Carlos Santana and Billy Joel rubbed elbows with politicians and fellow celebrities this weekend in Washington, D.C. as they were recognized for their impact on American culture at the annual Kennedy Center Honors.
On Saturday, they attended a dinner hosted by Secretary of State John Kerry. Supreme Court JusticeSonia Sotomayor was also on hand and recalled how she "used to dance to Carlos Santana when I was in high school and college.”
Country superstar Garth Brooks was there for his friend Billy Joel, who he toasted by saying, “There’s a simple rule in music: Everyone before you is a god, and everyone after you is a punk." Joel called the Kennedy Center recognition different from his six Grammys. "It's our nation's capital.
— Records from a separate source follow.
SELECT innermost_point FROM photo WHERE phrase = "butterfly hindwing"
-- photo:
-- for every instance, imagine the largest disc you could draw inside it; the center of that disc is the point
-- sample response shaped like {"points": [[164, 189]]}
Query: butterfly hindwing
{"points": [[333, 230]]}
This is coming more from my country than just people who come to see me. It's a little overwhelming."
On Sunday, Santana, Joel and the other honorees -- Herbie Hancock, Shirley MacLaine and opera singer Martina Arroyo -- attended a reception at The White House with President Obama before heading to the Kennedy Center for Sunday's award ceremony. Obama joked that he was disappointed the guitar icon "wore one of his more conservative shirts this evening, Back in the day, you could see those things from space.”
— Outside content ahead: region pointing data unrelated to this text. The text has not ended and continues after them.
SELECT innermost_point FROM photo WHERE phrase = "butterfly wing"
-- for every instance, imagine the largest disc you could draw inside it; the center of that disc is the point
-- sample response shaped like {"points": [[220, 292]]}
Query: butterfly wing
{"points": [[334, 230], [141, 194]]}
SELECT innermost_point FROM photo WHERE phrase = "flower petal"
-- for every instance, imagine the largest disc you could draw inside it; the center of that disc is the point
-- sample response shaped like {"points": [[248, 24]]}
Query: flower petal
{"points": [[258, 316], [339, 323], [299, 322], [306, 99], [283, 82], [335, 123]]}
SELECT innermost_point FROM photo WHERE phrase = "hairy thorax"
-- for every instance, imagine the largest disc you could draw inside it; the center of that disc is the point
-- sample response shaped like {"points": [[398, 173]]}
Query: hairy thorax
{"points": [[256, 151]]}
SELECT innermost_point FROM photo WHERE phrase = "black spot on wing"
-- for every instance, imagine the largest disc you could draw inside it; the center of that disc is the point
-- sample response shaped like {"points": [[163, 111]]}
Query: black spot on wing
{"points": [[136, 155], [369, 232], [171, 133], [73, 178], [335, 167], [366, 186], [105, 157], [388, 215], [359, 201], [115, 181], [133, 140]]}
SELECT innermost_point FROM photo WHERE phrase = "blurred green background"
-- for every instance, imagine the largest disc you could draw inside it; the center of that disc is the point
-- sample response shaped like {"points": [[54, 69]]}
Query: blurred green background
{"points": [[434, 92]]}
Carlos called the honor "really supreme, because the award is being given to me by a black man. If it wasn't like that, I would say just send it to me. But since it's Mr. Barack Obama, I definitely had to make myself present and say from the center of my heart, 'You are the embodiment of our dreams and aspirations.'"
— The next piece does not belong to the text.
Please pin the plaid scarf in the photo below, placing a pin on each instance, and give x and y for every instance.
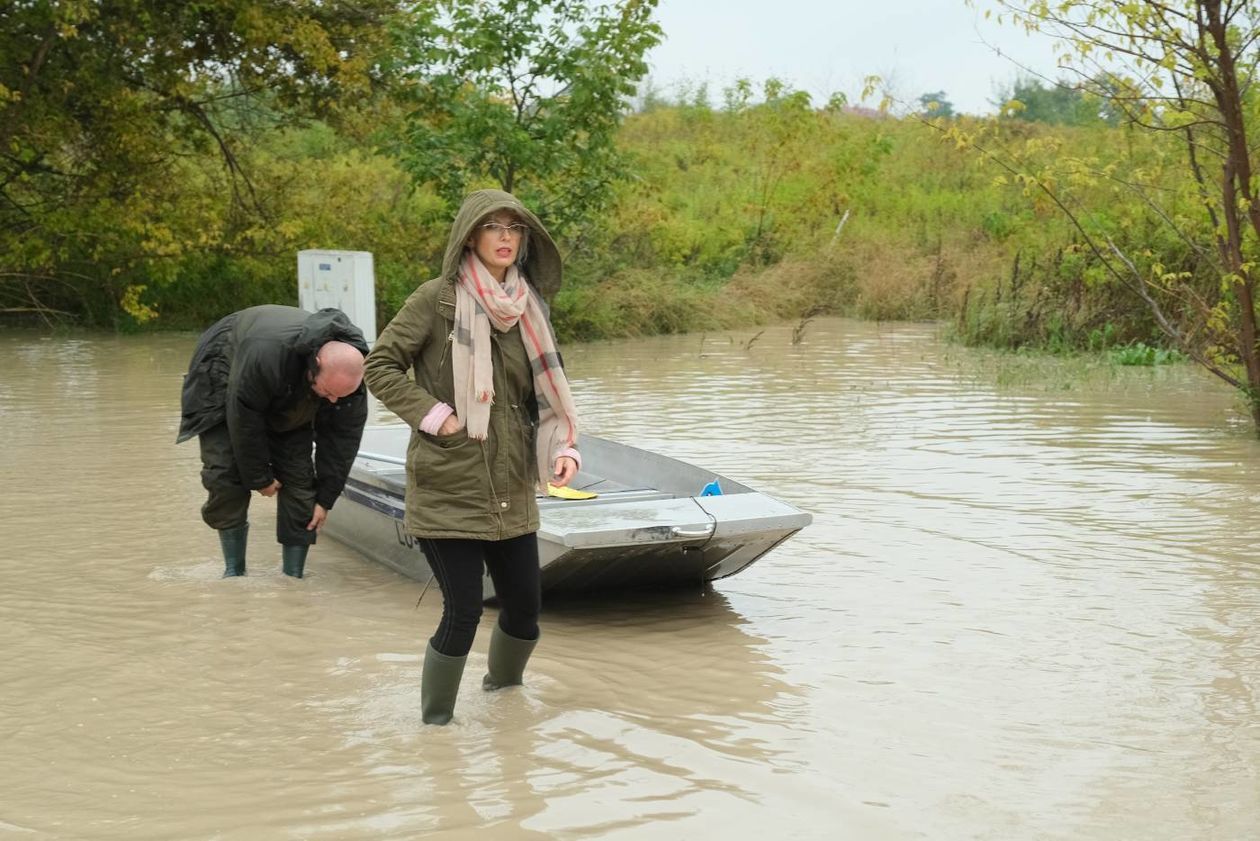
(481, 301)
Tony Bennett spoke on behalf of Joel, saying, "Billy Joel is no less than the poet, performer, philosopher of today's American songbook." Don Henley serenaded him with "She's Got a Way" and Garth Brooks, who covered Joel's "Shameless" in 1989, did a medley of "Only the Good Die Young," ''Allentown," and "Goodnight Saigon," which featured a choir of Vietnam veterans. Brendon Urie ofPanic! At the Disco did "Big Shot," and Rufus Wainright chipped in with "New York State of Mind" before leading the audience in a sing-along of "Piano Man."
Harry Belafonte spoke for Santana, saying, "Now Carlos is a citizen of the world. He belongs to all of us. Carlos, you haven't transcended race and origin. Really, who of us has? You continue to be informed by the immigrant experience on the journey to the great American dream." Santana's musical tribute came from Sheila E., Steve Winwood, Rage Against the Machine's Tom Morello and Fher Olvera, the lead singer of the Mexican rock band Mana.
Highlights from the Kennedy Center Honors will be shown on CBS on December 29th at 9p.m. ET.